Sunday, April 01, 2007

How Much Risk are You Willing to Take?

Series: Beginning Investing (9th post)
Section: Get Started

Hi everyone and thanks for your patience these last couple of months. I'm kind of settled now and hoping to be able to resume my normal posting schedule.

In today's post I'd like to discuss the risk-reward equation that forms the basis for all financial planning (and possibly of life itself, but that's the subject of a philosophical discussion). Essentially, the system is based on the premise that your rewards, or potential gains, are directly proportional to the amount of risk, or potential loss, you are willing to take.

What this means is that you tend to make less money from investments that are low-risk such as government bonds, savings accounts, time deposits etc. These investments are 'safe' and you are extremely unlikely to lose any money except in really extreme circumstances such as wars or suchlike, as a result of which the gains you make are rather low. Typical interest rates would be 3-6%, which is not even enough to beat inflation.

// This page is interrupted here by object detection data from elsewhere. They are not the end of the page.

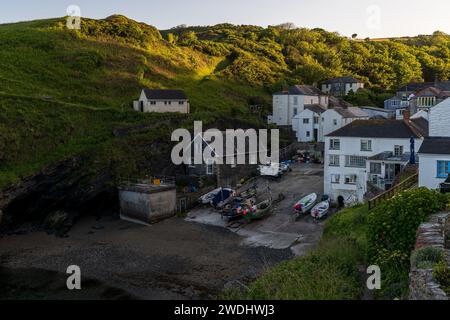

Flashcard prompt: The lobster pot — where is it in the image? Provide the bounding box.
[119,184,177,224]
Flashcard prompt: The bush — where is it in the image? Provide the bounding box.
[433,261,450,295]
[368,188,448,298]
[241,239,361,300]
[411,247,444,269]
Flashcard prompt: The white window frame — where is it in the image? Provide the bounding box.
[328,154,341,167]
[330,139,341,151]
[361,139,372,152]
[344,174,358,185]
[394,145,405,157]
[345,156,367,168]
[331,174,341,184]
[206,160,214,176]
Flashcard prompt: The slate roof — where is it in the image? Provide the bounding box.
[398,81,450,92]
[322,76,362,84]
[144,89,188,100]
[368,151,418,162]
[305,104,326,114]
[334,107,369,118]
[275,85,324,96]
[419,137,450,155]
[327,119,422,139]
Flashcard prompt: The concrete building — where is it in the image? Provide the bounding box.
[119,179,177,224]
[268,85,328,127]
[322,76,364,97]
[324,119,426,204]
[419,98,450,189]
[133,89,190,113]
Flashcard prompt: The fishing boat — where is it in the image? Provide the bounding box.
[311,201,330,219]
[243,199,272,221]
[222,197,256,220]
[198,188,234,205]
[294,193,317,214]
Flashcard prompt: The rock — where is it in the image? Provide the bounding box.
[44,211,72,231]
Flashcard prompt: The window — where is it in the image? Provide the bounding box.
[370,163,381,174]
[331,174,341,184]
[345,156,367,168]
[345,174,356,184]
[361,140,372,151]
[330,139,341,150]
[330,154,340,167]
[394,146,403,157]
[437,161,450,178]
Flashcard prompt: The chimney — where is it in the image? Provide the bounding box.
[403,110,411,121]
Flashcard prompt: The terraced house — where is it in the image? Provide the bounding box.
[324,118,427,205]
[268,85,329,127]
[322,76,364,97]
[419,98,450,189]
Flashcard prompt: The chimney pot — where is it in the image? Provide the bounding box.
[403,110,411,121]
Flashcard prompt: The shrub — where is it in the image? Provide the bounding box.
[433,261,450,295]
[368,188,448,298]
[411,247,444,269]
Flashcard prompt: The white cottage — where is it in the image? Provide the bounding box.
[324,120,425,205]
[133,89,190,113]
[268,85,328,127]
[320,107,369,141]
[419,98,450,189]
[292,105,326,142]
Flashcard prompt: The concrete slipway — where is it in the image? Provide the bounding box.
[186,164,323,255]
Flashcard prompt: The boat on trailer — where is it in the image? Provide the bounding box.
[294,193,317,214]
[243,199,272,221]
[311,201,330,220]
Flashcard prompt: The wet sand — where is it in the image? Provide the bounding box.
[0,217,293,300]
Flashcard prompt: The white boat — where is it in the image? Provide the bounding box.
[294,193,317,214]
[311,201,330,219]
[259,163,283,177]
[198,188,234,204]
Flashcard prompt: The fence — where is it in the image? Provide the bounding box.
[369,173,419,210]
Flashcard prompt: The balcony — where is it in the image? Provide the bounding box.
[331,183,357,191]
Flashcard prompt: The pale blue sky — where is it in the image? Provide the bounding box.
[0,0,450,37]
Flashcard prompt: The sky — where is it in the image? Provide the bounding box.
[0,0,450,38]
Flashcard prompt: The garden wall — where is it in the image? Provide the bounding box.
[409,213,450,300]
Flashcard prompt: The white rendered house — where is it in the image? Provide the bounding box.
[419,98,450,189]
[268,85,328,126]
[324,120,425,205]
[133,89,190,113]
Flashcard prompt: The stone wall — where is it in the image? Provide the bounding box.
[409,213,450,300]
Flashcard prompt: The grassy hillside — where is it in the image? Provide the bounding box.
[0,16,450,188]
[0,17,270,188]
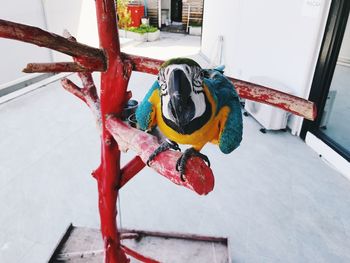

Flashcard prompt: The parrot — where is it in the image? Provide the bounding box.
[135,58,243,181]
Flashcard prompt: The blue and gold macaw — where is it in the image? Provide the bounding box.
[136,58,243,180]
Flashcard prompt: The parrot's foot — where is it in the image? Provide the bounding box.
[176,148,210,182]
[146,140,181,166]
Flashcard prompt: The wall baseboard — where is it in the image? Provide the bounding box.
[305,132,350,180]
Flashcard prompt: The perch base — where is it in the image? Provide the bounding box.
[49,225,231,263]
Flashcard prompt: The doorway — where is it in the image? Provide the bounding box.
[301,0,350,161]
[171,0,182,23]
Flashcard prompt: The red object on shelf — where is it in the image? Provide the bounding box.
[128,5,145,27]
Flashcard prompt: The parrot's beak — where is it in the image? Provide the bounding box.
[168,69,192,126]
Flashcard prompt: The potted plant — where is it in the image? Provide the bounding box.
[126,25,160,42]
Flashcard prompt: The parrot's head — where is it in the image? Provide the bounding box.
[158,58,206,130]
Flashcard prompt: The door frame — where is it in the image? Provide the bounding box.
[300,0,350,161]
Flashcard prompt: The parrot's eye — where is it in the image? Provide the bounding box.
[185,65,191,75]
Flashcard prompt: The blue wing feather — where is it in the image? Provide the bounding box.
[136,81,159,130]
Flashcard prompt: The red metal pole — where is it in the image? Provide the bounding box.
[96,0,131,263]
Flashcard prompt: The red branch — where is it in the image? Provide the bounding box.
[95,0,132,263]
[106,117,214,195]
[118,156,145,189]
[123,54,317,120]
[121,245,160,263]
[0,19,106,69]
[229,78,317,120]
[23,62,105,73]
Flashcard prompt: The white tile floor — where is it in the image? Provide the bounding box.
[0,32,350,263]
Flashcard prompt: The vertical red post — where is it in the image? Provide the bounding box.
[95,0,131,263]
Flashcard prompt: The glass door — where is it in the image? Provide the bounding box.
[301,0,350,161]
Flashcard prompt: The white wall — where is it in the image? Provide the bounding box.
[0,0,51,85]
[201,0,331,133]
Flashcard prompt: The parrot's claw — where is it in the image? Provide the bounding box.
[146,140,181,166]
[176,148,210,182]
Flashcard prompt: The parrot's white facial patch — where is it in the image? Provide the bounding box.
[158,64,203,95]
[158,64,206,125]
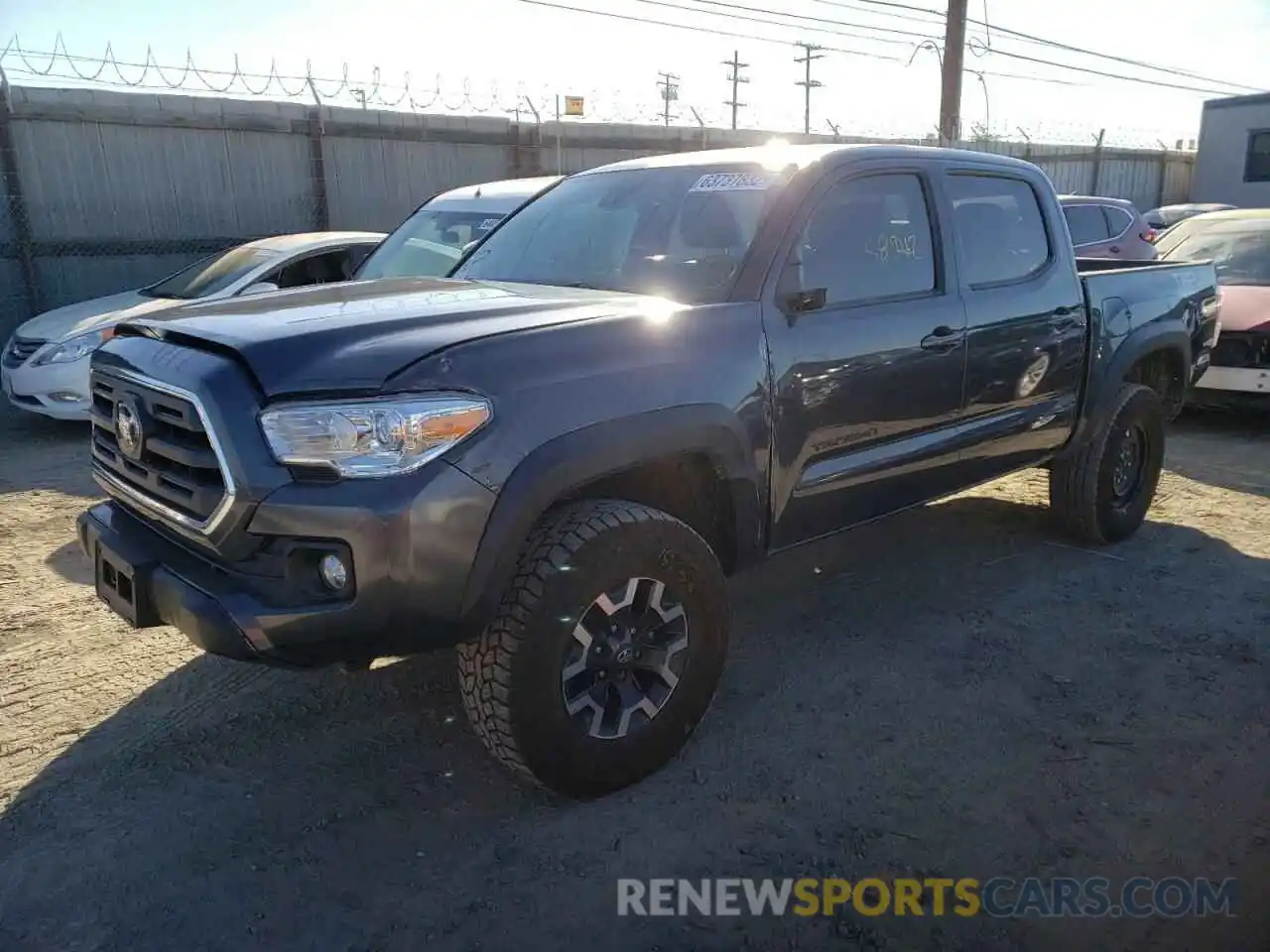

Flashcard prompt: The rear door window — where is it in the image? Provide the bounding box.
[947,173,1052,287]
[1102,204,1133,237]
[1063,204,1119,245]
[798,174,935,305]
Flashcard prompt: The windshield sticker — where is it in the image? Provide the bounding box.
[689,172,771,191]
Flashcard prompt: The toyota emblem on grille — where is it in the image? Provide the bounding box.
[114,400,145,459]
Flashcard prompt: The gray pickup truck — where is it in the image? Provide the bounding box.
[71,146,1218,797]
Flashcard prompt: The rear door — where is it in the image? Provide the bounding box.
[763,164,965,548]
[944,169,1086,485]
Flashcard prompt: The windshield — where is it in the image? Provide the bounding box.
[1160,218,1270,285]
[453,164,788,303]
[357,205,513,281]
[141,245,276,299]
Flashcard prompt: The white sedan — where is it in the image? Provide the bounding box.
[0,231,385,420]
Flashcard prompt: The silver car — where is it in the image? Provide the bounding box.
[0,231,384,420]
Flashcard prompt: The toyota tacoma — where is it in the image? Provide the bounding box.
[78,144,1218,797]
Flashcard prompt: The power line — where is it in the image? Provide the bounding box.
[635,0,933,46]
[794,44,825,135]
[517,0,1082,86]
[518,0,902,62]
[816,0,1260,95]
[722,50,749,128]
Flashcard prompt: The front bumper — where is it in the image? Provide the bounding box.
[0,352,91,420]
[77,463,494,666]
[1195,366,1270,396]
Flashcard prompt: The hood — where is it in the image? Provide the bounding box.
[18,291,187,341]
[119,278,650,398]
[1220,285,1270,334]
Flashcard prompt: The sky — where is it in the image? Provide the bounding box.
[0,0,1270,147]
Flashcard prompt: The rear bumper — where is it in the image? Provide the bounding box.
[77,463,493,666]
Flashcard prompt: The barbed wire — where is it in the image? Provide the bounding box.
[0,33,1194,147]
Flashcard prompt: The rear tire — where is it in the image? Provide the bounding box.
[458,500,727,797]
[1049,384,1165,545]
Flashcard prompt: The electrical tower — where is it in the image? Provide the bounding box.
[657,72,680,126]
[794,44,825,133]
[722,50,749,130]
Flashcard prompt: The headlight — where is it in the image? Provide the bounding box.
[260,394,491,477]
[31,327,114,367]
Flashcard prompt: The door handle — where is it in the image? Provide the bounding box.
[1049,307,1080,330]
[922,323,965,352]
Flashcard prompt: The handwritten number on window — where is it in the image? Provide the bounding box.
[865,232,921,263]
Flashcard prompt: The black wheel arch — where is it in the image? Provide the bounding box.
[1063,314,1193,454]
[462,405,767,625]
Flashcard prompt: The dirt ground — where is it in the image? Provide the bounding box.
[0,404,1270,952]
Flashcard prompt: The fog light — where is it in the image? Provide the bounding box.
[318,554,348,591]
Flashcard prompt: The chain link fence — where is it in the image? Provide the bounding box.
[0,80,1194,341]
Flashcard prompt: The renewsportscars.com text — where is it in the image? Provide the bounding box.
[617,876,1235,917]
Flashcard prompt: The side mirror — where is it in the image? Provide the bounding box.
[776,289,829,317]
[241,281,278,298]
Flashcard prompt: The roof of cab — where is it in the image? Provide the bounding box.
[430,176,562,204]
[1058,195,1134,208]
[1179,208,1270,223]
[579,142,1035,176]
[242,231,385,254]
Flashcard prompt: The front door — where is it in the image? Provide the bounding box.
[763,167,965,548]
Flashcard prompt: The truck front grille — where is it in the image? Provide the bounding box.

On the other hand, you have the potential to make windfall gains from more risky investments such as stocks and art, but there is a strong possibility you might lose money instead.

Risk in itself is not 'bad'. Because an investment is high-risk does not mean it is a poor investment. The element of risk is just something you should be aware of, comfortable with and able to manage.

Managing Risk and Asset Allocation

Risk can be managed through proper asset allocation i.e. spreading your savings over a number of different investment vehicles (or asset classes) so as to reduce your dependence on any particular one. This allows you the flexibility to settle on a mix of investments that have a risk-reward profile that you are most comfortable with. This would be a weighted average of the different asset classes you select and the way you distribute your money between them.

You should do your asset allocation based on your personal inclination (e.g. some of us are inherently more risk averse and conservative than others), stage in life (e.g. someone nearing retirement would typically be more conservative than someone in his early thirties) and financial commitments (e.g. you would want your basic living expenses to be coming from a secure and dependable source such as a savings account). Ideally try to get help from a qualified financial planner who would be able to take you through a series of questions in order to identify the best risk profile and asset allocation for you.

Rough Guide to Risk-Reward for Different Investments

As a rough guide, here are the kind of returns you could expect from different forms of investment. The classifications are mine, I don't think there is any standard form of classification used generally:

  • Low Risk (very low probability of losing money) e.g. savings accounts, government bonds, time deposits, gold): 3-6%
  • Medium Risk (some chance of losing money, especially when buying in an overheated market) e.g. real estate, gold: 6-10% long term
  • High Risk (significant chance of losing money, markets volatile) e.g. mutual funds, REITs: 10-15%
  • Very High Risk (strong chance of losing money, markets highly volatile) e.g. sector-focused equity funds, individual stock picks, forex, art, hedge funds: 15-30%

The above might seem a little on the low side, especially given the kind of returns we have seen in the real estate and stock markets, but I believe these should hold for the long term.

Your personal portfolio returns will be an average of the returns above, based on your asset allocation.